Summary of index types


(James Cook) #1

I don't have a Lucene background, so this may be rudimentary.

The index types are defined here with an explanation:
http://www.elasticsearch.org/guide/reference/mapping/core-types.html

analyzed (default)

Indexed, Searchable, Tokenized

*not_analyzed *

Indexed, Searchable, Not Tokenized

no

Not Indexed, Not Searchable, Not Tokenized

The first option (analyzed) and the last (no) seem to make a lot of sense,
and I understand them.

However, I do struggle to come up with a use case where not_analyzed should
be used.

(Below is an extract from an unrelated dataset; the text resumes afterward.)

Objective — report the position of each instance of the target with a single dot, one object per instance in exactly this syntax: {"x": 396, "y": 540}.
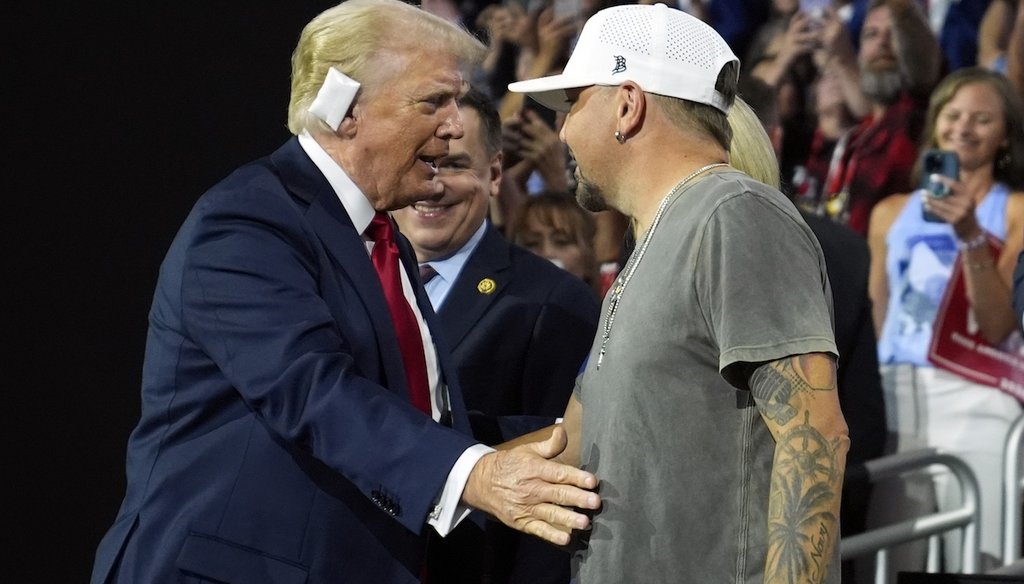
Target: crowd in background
{"x": 808, "y": 64}
{"x": 850, "y": 95}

Since it is not tokenized, I would expect a match only when the
exact same search term is provided in a query. In fact, since it is not
tokenized, it has to match right down to stop words, whitespace and case,
correct? Maybe for matching on a hash code, a case-insensitive username, or
a zip code?

If I have a not_analyzed field containing "XY&Z Company", will I only get a
match if I query for "XY&Z Company"?


(ppearcy) #2

We use not_analyzed for generating facet results that can be used for
display purposes. Also, there are for fields that are exact match
filters, this can be appropriate, similar to what you were guessing
below.

Best Regards,
Paul

On Aug 12, 11:58 am, James Cook jc...@tracermedia.com wrote:

I don't have a Lucene background, so this may be rudimentary.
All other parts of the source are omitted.